Tafluprost for glaucoma and ocular hypertension
- First published 2 September 2013
- Aust Prescr 2013;36:174-9
- 1 October 2013
- DOI: 10.18773/austprescr.2013.072
Approved indication: glaucoma, ocular hypertension
Saflutan (Merck Sharp & Dohme)
single-dose eye drops containing 15 microgram/mL
Australian Medicines Handbook section 11.2.2
The topical prostaglandin analogues, bimatoprost, latanoprost and travoprost, are replacing beta blockers as the first-line treatment for reducing intraocular pressure in open-angle glaucoma. They are thought to work by increasing uveoscleral outflow.
Tafluprost is a new prostaglandin analogue. After being instilled in the eye, it is absorbed through the cornea and hydrolysed to the active metabolite – tafluprost acid. Intraocular pressure begins to decrease 2–4 hours later and the maximum effect is reached after 12 hours.
In a phase III trial, once-daily tafluprost was found to be non-inferior to the beta blocker timolol in 643 randomised patients with open-angle glaucoma or ocular hypertension. These patients had an intraocular pressure of 23–26 mmHg in at least one eye at baseline. After 12 weeks, mean intraocular pressures had reduced to 17.4–18.6 mmHg with tafluprost and 17.9–18.5 mmHg with timolol.1
In another phase III trial, tafluprost was compared to latanoprost in 533 patients who had intraocular pressures of 22–34 mmHg at baseline. Mean intraocular pressures were decreased by 7.1 mmHg with tafluprost and 7.7 mmHg with latanoprost. These reductions were sustained over the 24 months of treatment.2
Tafluprost can be added to timolol as adjunctive treatment. Timolol acts by reducing the production of aqueous humour so these drugs have potentially additive effects on intraocular pressure. In a trial of 185 patients who had uncontrolled disease with timolol alone, tafluprost reduced intraocular pressure more than placebo when added to therapy. After a four-week run-in period with timolol, adding tafluprost for six weeks reduced pressures by a further 5.49–5.82 mmHg compared to placebo which reduced pressures by 3.99–4.15 mmHg.3
The adverse effects of tafluprost are similar to other prostaglandin analogues and mainly relate to the eye. The most common adverse event was ocular hyperaemia which affected 14.2% of patients. Other common events (1–10% patients) in the eye included pruritus, pain, irritation, dryness, increased lacrimation, blurred vision and erythema of the eyelid.

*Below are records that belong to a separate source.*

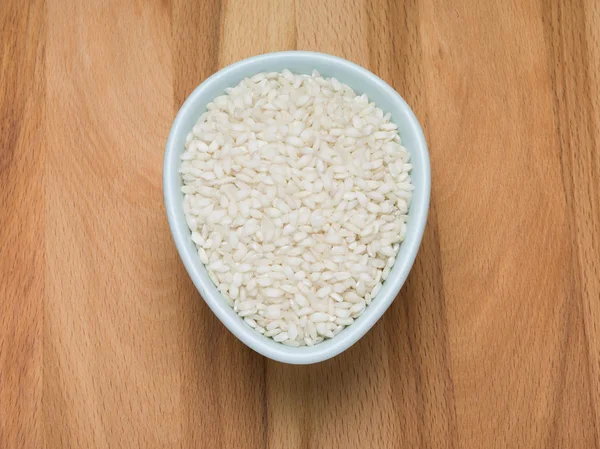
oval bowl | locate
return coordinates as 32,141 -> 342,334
163,51 -> 431,364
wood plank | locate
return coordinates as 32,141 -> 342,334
44,1 -> 179,448
0,1 -> 46,449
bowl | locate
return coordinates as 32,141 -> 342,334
163,51 -> 431,364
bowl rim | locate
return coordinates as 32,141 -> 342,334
163,50 -> 431,364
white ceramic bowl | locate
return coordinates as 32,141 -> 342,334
163,51 -> 431,364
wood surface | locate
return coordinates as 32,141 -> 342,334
0,0 -> 600,449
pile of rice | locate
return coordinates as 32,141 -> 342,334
180,70 -> 414,347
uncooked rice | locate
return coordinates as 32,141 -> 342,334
180,70 -> 414,347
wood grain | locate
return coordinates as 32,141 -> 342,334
0,0 -> 600,449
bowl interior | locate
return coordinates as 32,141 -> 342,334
163,52 -> 430,364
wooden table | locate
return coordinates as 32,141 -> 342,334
0,0 -> 600,449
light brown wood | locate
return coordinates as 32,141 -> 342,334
0,0 -> 600,449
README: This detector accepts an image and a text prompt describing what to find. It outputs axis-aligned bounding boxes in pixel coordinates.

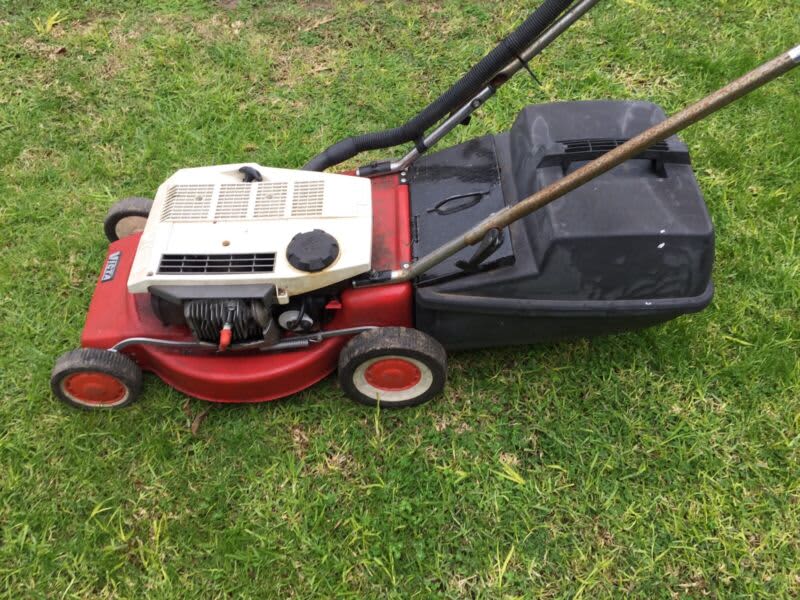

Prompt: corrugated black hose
[303,0,573,171]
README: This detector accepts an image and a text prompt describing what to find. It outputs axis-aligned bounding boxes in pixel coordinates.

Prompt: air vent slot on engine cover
[292,181,325,217]
[161,180,325,223]
[158,252,275,275]
[558,138,669,154]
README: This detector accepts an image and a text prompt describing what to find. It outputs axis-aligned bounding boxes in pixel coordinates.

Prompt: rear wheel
[103,196,153,242]
[339,327,447,408]
[50,348,142,410]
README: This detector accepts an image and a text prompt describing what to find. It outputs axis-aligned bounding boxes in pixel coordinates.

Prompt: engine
[128,164,372,349]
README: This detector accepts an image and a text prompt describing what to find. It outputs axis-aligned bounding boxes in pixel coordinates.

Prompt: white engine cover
[128,164,372,302]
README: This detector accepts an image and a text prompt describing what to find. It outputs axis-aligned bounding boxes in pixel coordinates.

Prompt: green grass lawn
[0,0,800,598]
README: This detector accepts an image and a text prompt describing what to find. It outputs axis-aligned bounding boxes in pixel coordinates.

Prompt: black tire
[339,327,447,408]
[103,196,153,242]
[50,348,142,410]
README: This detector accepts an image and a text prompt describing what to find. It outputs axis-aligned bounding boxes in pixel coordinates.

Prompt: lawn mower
[51,0,800,409]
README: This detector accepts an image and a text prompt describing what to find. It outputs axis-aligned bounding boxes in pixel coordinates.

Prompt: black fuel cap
[286,229,339,273]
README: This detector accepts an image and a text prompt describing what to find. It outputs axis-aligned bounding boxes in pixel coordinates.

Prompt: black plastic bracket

Patients should be warned that long-term use of tafluprost can darken pigmentation of the iris, eyelid and eyelashes. This can be permanent and may become more noticeable if drops are only used in one eye. Eyelashes can also become longer and thicker and increase in number. This is usually reversible.

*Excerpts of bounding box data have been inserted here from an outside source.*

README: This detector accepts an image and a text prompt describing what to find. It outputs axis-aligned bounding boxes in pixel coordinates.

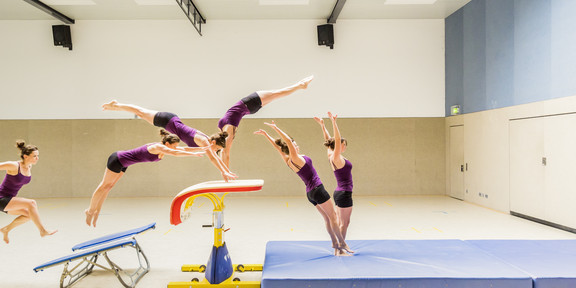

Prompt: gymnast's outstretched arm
[264,121,306,167]
[254,129,288,162]
[148,143,206,157]
[328,112,345,168]
[314,117,330,141]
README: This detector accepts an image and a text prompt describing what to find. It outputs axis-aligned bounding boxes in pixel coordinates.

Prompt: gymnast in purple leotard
[0,140,57,244]
[84,129,205,227]
[102,100,237,181]
[314,112,354,239]
[254,122,353,256]
[218,76,314,167]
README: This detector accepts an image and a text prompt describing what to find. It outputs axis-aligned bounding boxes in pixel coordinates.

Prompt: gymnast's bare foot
[340,244,354,253]
[40,230,58,237]
[84,209,94,226]
[0,227,10,244]
[102,100,118,110]
[298,75,314,89]
[334,249,352,256]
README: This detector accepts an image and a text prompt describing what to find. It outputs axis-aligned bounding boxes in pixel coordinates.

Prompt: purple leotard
[0,163,32,198]
[117,144,160,167]
[332,159,354,192]
[218,100,250,129]
[292,155,322,193]
[166,116,198,147]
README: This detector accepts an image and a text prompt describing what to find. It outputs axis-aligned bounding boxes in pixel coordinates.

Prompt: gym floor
[0,195,576,288]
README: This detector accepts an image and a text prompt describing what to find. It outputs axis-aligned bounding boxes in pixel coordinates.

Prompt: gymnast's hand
[264,120,278,128]
[254,129,268,136]
[328,112,338,121]
[222,172,238,182]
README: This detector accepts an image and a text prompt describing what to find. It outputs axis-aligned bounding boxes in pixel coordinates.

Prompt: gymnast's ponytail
[324,137,348,150]
[160,129,180,144]
[274,138,290,155]
[16,140,38,159]
[210,131,228,148]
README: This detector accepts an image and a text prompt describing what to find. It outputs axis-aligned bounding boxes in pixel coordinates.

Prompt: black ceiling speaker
[52,25,72,50]
[318,24,334,49]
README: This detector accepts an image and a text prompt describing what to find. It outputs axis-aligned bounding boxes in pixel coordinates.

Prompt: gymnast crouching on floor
[84,129,205,227]
[0,140,58,244]
[254,122,353,256]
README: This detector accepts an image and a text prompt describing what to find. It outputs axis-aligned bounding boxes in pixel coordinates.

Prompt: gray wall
[0,117,446,198]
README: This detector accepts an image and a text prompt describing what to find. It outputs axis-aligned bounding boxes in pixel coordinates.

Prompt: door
[449,125,465,200]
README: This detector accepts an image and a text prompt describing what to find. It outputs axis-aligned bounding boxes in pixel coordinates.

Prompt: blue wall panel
[462,0,486,112]
[486,0,514,110]
[445,0,576,115]
[551,0,576,98]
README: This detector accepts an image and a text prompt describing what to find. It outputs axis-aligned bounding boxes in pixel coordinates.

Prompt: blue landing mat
[467,240,576,288]
[261,240,532,288]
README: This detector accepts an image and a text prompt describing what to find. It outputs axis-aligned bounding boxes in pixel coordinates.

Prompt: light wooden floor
[0,195,576,288]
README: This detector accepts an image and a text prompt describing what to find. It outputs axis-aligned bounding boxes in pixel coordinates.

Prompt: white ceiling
[0,0,471,21]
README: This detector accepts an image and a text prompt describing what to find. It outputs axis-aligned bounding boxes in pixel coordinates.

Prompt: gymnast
[218,76,314,167]
[314,112,354,239]
[84,129,205,227]
[254,121,354,256]
[102,100,237,181]
[0,140,58,244]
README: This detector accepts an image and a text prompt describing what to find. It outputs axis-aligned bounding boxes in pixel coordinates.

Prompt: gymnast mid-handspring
[218,76,314,167]
[84,129,205,227]
[254,122,354,256]
[0,140,58,244]
[102,100,237,181]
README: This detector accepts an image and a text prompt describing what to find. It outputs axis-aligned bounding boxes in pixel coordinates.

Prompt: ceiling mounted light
[42,0,96,6]
[134,0,176,6]
[384,0,438,5]
[259,0,310,6]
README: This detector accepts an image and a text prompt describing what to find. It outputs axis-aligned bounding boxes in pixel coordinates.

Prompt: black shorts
[306,184,330,206]
[242,92,262,114]
[154,112,178,128]
[334,191,354,208]
[0,197,12,213]
[106,152,128,173]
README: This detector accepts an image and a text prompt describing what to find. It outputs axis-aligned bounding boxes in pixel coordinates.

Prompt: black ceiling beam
[328,0,346,23]
[24,0,74,24]
[176,0,206,36]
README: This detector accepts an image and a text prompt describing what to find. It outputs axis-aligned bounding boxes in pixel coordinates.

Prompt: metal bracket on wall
[176,0,206,36]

This product does not contain a preservative so adverse effects from this are not a problem. One drop of tafluprost in the conjunctival sac is recommended each evening. If more than one ophthalmic drug is used, they should be given five minutes apart.
Tafluprost, alone or in combination with timolol, lowers intraocular pressure in patients with open-angle glaucoma or ocular hypertension. In a comparative study, it was slightly less effective than latanoprost. It is unclear how tafluprost will compare to the other prostaglandin analogues.

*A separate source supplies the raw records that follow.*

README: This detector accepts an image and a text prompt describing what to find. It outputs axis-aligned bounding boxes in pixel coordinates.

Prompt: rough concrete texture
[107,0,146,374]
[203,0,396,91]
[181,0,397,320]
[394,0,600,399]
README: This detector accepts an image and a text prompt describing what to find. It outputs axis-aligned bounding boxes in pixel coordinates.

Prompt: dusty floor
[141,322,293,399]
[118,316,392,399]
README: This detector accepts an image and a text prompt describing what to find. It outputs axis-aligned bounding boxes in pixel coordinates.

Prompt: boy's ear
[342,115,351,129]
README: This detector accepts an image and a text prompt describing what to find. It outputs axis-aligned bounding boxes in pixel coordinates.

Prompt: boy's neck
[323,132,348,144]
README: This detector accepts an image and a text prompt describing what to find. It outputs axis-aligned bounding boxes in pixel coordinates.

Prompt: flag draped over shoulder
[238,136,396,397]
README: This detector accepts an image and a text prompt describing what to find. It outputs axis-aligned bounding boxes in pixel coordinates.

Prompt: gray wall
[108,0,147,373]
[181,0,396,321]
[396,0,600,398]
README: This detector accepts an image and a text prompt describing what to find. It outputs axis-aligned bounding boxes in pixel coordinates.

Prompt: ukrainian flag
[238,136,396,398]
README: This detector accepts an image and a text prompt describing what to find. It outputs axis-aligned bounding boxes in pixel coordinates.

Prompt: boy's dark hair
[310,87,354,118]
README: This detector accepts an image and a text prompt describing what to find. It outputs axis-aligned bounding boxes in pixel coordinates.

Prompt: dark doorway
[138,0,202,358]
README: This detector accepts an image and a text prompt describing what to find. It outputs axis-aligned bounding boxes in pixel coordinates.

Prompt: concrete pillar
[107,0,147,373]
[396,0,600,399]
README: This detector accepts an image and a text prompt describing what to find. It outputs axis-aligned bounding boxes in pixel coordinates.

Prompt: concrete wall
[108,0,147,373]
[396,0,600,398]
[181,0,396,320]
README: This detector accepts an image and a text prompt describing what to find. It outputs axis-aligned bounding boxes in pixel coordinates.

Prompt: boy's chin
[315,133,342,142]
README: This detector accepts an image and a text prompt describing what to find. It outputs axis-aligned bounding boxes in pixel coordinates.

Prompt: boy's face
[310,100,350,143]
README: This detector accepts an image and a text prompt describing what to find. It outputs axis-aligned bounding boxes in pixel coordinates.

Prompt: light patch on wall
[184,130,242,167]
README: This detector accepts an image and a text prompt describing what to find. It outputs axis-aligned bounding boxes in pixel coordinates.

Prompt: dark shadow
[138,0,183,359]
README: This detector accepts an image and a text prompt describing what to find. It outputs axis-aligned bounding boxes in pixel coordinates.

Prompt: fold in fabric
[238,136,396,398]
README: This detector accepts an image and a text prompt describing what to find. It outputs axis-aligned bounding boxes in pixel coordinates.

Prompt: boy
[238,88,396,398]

The Transparency Score is explained in New drugs: transparency, Vol 37 No 1, Aust Prescr 2014;37:27.
At the time the comment was prepared, information about this drug was available on the web site of the Food and Drug Administration in the USA (www.fda.gov).
At the time the comment was prepared, information about this drug was available on the website of the Therapeutic Goods Administration (www.tga.gov.au/industry/pm-auspar.htm).
Some of the views expressed in the following notes on newly approved products should be regarded as preliminary, as there may have been limited published data at the time of publication, and little experience in Australia of their safety or efficacy. However, the Editorial Executive Committee believes that comments made in good faith at an early stage may still be of value. Before new drugs are prescribed, the Committee believes it is important that more detailed information is obtained from the manufacturer's approved product information, a drug information centre or some other appropriate source.